Hi HuonHengChai - Just took some great photos.... This is one aggressive bug... It's pretty, too.  Shiny black abdomen, thorax, & legs with opalescent orange, long wings.  I am waiting for my other computer so I can post them.  I am going to dry this one and make jewelry out of it.  What a FANTASTIC find.  I'm so lucky!   Be well, Kim Ski


----------



## MRL (May 10, 2006)

Will you be posting the pictures?


----------



## Spydra (May 10, 2006)

I want to see it!! Where's the photo?

Renee


----------



## kimski (May 10, 2006)

*Trying to "resize" on ACDC....*

Do either of you know how to resize on ACDC software - I've used the resize function; but to no avail... I know we're only allowed a certain # of pixels per pic.... Am trying to upload pics (They are fantastic if I do say so myself) lol - 
but have to find the software.  Hang in there - I will post them as soon as possible.  What an awesome find.... she's beautiful and buzzing around; she won't simmer down...) Kim Ski


----------



## kimski (May 10, 2006)

*For photos, try my website @*

http://danceswithtarantulas.com

Hope this works!


----------



## kimski (May 10, 2006)

*Yes, the KK is taped; she almost broke out*

Here are some more pics.


----------



## Spydra (May 10, 2006)

WOW!! That is awesome! I have never seen anything like that before, of course I do live in Ohio haha!

BTW, what a beautiful kitty! 

Renee


----------



## jwasted (May 10, 2006)

That thing is huge! I have never seen one before. It looks kewl


----------



## lwbfl (May 10, 2006)

Wow, that thing is HUGE!  Nice find.


----------



## kimski (May 10, 2006)

*Thanks and She is Very Cool (and Mad!)*

Thanks - It's SO nice to be in a community that loves bugs as much as I do!!!  My website should be up soon a http://danceswithtarantulas.com
I'm fixing some tech diffs right now.  

This T. Hawk Wasp is probably the best bug I've ever collected.  I believe it's a "She" due to her curly antenae.  And, that web-site I gave did not connect; sorry - I'm new here and need to learn how to post links correctly.  But if you search under 'Tarantula Hawk Wasp' you should be able to get some info.

Her body, on closer inspection, is actually a metalic-like sheen of blue and green shimmering on a fuzzy black background.  (Pics to come at website) She has very long legs with spurs on the 2 back ones... And she is extremely active.  Now she's buzzing those brilliant orange wings cuz she's a bit frustrated that her busy day got interrupted.

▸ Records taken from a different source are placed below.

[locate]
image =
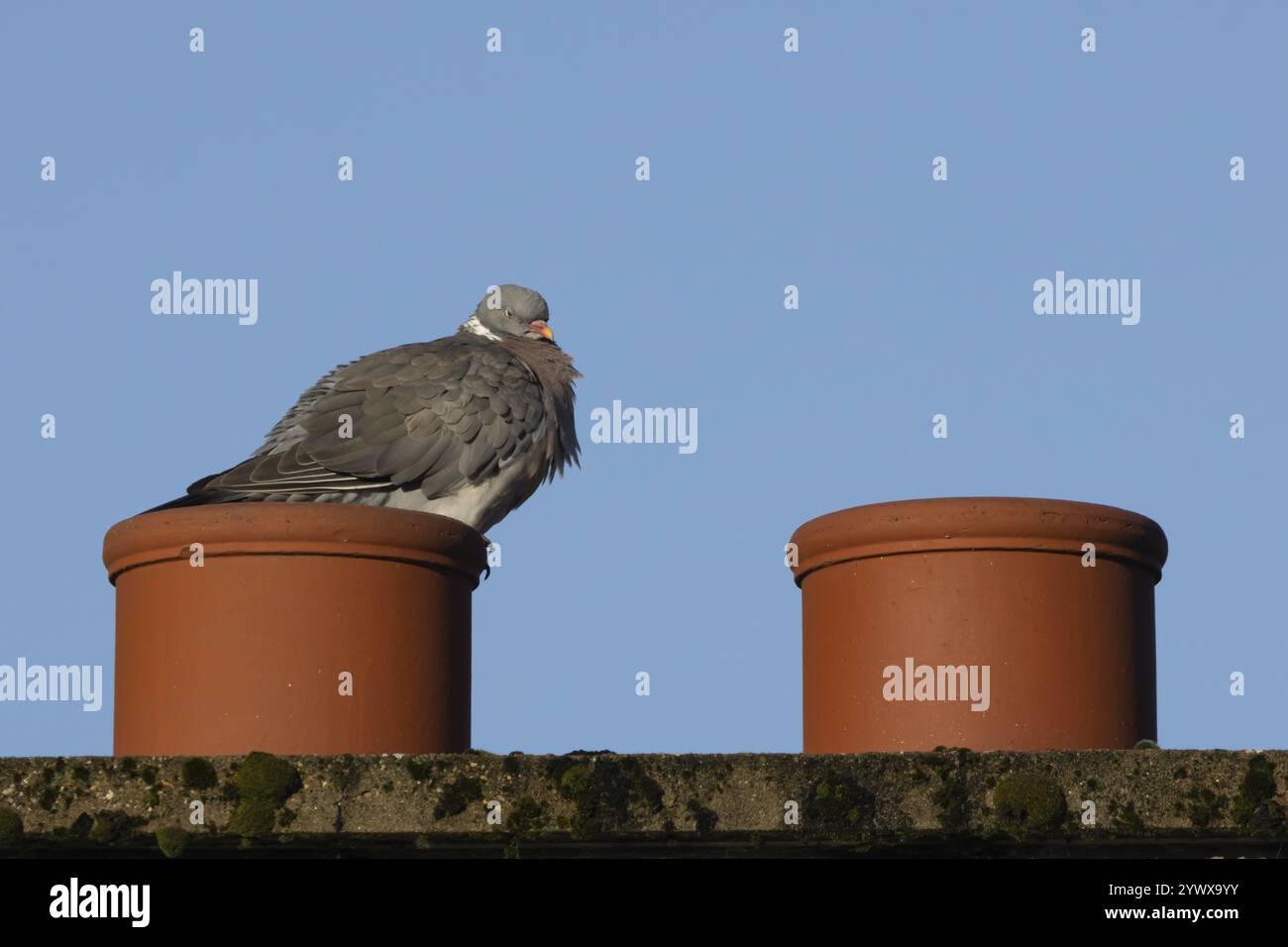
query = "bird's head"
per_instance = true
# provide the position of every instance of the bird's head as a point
(511, 312)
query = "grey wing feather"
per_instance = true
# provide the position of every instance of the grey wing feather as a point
(447, 414)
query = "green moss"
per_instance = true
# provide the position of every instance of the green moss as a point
(344, 772)
(198, 775)
(254, 818)
(608, 792)
(527, 818)
(419, 770)
(1205, 806)
(263, 784)
(265, 776)
(1126, 819)
(458, 795)
(703, 818)
(110, 827)
(1025, 805)
(953, 795)
(1254, 808)
(837, 806)
(171, 840)
(11, 827)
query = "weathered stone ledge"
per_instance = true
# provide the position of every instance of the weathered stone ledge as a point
(954, 801)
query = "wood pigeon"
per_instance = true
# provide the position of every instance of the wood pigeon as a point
(467, 427)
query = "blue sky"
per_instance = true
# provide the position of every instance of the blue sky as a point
(768, 169)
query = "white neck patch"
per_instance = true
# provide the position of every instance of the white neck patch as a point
(473, 325)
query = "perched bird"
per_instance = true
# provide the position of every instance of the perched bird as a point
(467, 427)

Her name is "Henrietta" (I named all my bugs "Henry" as a kid...lol) and she was, and is EXTREMELY busy.  I barely caught her; I saw this orange blur as she fell of the wooden fence and she was really on her way to somewhere and in a hurry.  I could hear her saying, _"Got too much to do... gotta get going.  Get outta my way, I'm coming through... MOVE IT NOW!"_

Take care and thanks for sharing.  This beats all of the bugs back in Rhode Island by far


----------



## PoPpiLLs (May 10, 2006)

Nice wasp but I think you should let it go so it can enjoy its life I dont think it's going to do very well in captivity, ever since I joined this forum I started to fell bad about taking wc invertebrates/vertebrates out of there natural habitat :8o never had that problem before only cb for me from now on   "I am going to dry this one and make jewelry out of it."


----------



## P. Novak (May 10, 2006)

WOW! how did you catch it!?


----------



## kimski (May 10, 2006)

*Point of View*

Hi PoPpills -  I do understand your point of view and opinion and respect them completly - however I am going to keep and preserve this especially beautiful specimen for personal use, i.e. a decorative piece to wear as Jewelry as I plan to do with my beloved, deceased Pink Toe Tarantula. 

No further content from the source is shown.